Lawmakers Weigh a 25 Percent Marijuana Tax | Off Message

Lawmakers Weigh a 25 Percent Marijuana Tax


Finance Commissioner Andy Pallito (left, end of table) and James Pepper, the Shumlin administration's director of intergovernmental affairs and policy adviser, address the Senate Finance Committee. - TERRI HALLENBECK
  • Terri Hallenbeck
  • Finance Commissioner Andy Pallito (left, end of table) and James Pepper, the Shumlin administration's director of intergovernmental affairs and policy adviser, address the Senate Finance Committee.
A Senate committee has zeroed in on a 25 percent tax to be charged for legalized marijuana, as lawmakers consider legislation to allow sales starting in 2018. The Senate Finance Committee is expected to vote on the tax by the end of the week.

The tax — along with fees that would be charged to those growing, testing and selling marijuana — would bring in an estimated $6.9 million in 2018 and $14.4 million in 2019, according to the legislature's Joint Fiscal Office.

Senate Finance Committee chair Tim Ashe (D/P-Chittenden) said the estimates are conservative and are made on the premise that the state would permit 25 retail stores, 15 small cultivators and 10 large cultivators in the first year, with more the next year.

The 25 percent tax is the same rate that Oregon started charging this year, Ashe said, but less than the 37 percent Washington state charges. The Vermont proposal would be an excise tax charged on marijuana sales made at stores that sell marijuana.

The rate at which marijuana is taxed is a key decision, which will influence whether a legal market can compete with the black market while still raising enough money to provide the drug counseling and policing that advocates have promised.

But there are questions about whether the marijuana legalization bill will even reach the Senate floor this year, let alone make it to a more reluctant House chamber.

As it stands, the bill lacks support to pass the seven-member Senate Appropriations Committee, which is scheduled to start considering the issue next week. All eyes are on Sens. Jane Kitchel (D-Caledonia) and Diane Snelling (R-Chittenden), two members who say they have concerns about legalization, but haven’t decided how they’ll vote.

Both Kitchel and Snelling are likely needed for the bill to pass out of Senate Appropriations. "The key vote is going to be in there," said Senate President Pro Tempore John Campbell (D-Windsor), an Appropriations Committee member who opposes legalization.

Asked if her vote is a key to the bill’s future, Snelling said, “That’s what I’m being told.”

Snelling met Wednesday with lobbyists representing the pro-legalization Marijuana Policy Project, but came away still uncommitted. “I’m not there yet," she said. "I’m worried about the kids.”

On Wednesday, Kitchel, the Appropriations Committee chair, met with Gov.
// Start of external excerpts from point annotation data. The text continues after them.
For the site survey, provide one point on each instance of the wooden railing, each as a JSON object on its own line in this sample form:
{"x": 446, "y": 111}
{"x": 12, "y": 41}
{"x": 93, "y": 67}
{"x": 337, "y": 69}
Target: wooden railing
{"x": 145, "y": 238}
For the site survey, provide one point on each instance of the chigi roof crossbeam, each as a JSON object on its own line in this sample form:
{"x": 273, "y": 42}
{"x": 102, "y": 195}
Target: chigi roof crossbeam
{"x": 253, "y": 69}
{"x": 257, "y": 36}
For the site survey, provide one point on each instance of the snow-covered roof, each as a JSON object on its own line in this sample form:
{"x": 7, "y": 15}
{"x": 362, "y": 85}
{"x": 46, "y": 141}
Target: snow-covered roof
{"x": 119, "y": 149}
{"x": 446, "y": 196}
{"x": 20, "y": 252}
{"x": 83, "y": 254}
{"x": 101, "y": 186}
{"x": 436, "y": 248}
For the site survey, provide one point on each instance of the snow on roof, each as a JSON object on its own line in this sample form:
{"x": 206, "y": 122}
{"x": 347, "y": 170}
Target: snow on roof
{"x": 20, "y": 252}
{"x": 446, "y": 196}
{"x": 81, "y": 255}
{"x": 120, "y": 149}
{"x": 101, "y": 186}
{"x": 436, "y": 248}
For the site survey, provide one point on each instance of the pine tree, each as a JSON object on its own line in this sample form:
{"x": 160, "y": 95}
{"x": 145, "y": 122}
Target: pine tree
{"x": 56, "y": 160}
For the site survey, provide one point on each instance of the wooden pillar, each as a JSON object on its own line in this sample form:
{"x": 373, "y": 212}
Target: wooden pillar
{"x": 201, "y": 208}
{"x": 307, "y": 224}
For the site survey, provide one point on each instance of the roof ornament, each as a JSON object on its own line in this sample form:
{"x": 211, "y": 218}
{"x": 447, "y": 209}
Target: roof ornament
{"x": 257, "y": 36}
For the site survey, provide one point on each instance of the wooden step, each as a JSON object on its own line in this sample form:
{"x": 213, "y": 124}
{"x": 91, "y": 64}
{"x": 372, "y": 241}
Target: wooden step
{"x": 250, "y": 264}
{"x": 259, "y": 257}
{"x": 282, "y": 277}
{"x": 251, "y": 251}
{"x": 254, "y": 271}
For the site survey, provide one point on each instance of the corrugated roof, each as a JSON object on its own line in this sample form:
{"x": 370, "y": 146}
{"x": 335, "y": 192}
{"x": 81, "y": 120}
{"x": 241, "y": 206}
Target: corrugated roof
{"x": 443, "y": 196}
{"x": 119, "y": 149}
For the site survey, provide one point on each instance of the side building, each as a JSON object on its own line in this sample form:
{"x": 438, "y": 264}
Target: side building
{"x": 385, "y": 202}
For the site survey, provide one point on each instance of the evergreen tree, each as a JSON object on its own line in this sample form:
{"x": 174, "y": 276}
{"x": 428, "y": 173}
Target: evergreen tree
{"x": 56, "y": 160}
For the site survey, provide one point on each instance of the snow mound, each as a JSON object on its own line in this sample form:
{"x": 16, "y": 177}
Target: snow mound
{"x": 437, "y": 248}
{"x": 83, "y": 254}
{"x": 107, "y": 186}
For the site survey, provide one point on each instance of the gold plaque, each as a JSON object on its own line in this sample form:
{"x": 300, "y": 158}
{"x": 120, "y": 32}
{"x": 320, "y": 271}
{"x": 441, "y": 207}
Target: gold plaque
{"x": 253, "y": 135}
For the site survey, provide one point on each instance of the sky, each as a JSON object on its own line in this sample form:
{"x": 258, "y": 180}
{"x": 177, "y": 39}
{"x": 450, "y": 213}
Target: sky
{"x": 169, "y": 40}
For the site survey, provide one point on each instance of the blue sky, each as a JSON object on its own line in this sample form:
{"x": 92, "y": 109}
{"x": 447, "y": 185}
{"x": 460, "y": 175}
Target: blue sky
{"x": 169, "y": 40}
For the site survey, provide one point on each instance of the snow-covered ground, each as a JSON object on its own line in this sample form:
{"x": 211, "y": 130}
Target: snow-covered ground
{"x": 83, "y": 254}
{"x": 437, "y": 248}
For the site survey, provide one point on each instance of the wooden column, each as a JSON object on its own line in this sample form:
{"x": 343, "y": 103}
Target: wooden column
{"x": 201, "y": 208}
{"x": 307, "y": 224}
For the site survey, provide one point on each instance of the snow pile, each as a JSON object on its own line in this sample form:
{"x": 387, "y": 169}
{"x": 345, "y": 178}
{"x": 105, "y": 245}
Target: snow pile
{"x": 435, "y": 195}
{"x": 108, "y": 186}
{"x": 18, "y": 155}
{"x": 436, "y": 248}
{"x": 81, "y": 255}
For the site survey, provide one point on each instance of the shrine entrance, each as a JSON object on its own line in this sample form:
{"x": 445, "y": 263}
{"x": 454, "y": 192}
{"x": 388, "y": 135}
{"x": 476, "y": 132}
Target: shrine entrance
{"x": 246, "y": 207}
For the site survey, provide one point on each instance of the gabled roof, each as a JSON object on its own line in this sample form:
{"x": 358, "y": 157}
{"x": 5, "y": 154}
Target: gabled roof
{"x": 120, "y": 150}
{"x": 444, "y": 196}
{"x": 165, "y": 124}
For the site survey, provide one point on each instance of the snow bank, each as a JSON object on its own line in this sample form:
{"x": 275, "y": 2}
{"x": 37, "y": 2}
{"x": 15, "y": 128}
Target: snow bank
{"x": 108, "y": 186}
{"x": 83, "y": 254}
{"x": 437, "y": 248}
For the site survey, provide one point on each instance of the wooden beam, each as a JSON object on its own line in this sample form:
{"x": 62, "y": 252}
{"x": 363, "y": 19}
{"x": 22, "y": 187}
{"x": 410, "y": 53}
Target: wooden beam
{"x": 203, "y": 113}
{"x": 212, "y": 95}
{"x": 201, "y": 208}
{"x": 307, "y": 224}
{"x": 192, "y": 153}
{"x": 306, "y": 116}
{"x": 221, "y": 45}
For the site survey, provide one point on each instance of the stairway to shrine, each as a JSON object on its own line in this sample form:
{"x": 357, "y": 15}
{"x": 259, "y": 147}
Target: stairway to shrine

Peter Shumlin’s staff. “I haven’t really made a decision yet,” she said afterward, citing public health and safety concerns.

Three members of the committee — Sens. Alice W. Nitka (D-Windsor), Robert Starr (D-Essex/Orleans) and Campbell — have all indicated they oppose legalization.

There are ways for the bill to advance without a majority vote. A member who opposes the bill might be persuaded to vote in favor, so that the full Senate can have the debate. Or the committee could choose to send the bill to the floor with a negative recommendation.

Other concerns about legalization continue to circulate in the Statehouse. The Senate Economic Development, Housing & General Affairs Committee has been grappling with whether the rules surrounding employee drug testing are sufficient to protect employers. The Senate Transportation Committee has been hearing a slew of concerns from police agencies.

This week, Shumlin administration staff unveiled a plan to the Senate Finance Committee that jettisons an earlier plan to add eight new troopers in 2017 — delaying that until 2018. 

Finance Commissioner Andy Pallito also presented a plan by which a small amount of the estimated $2.21 million start-up costs for administering legalized marijuana would be spent in 2017 with money borrowed from 2018. That's potentially an unprecedented approach.

Asked about it this week, Shumlin didn’t defend the plan. “You don’t have to do that if you don’t want to,” he said, turning the decision back to legislators. “If they want to make different choices, they can.”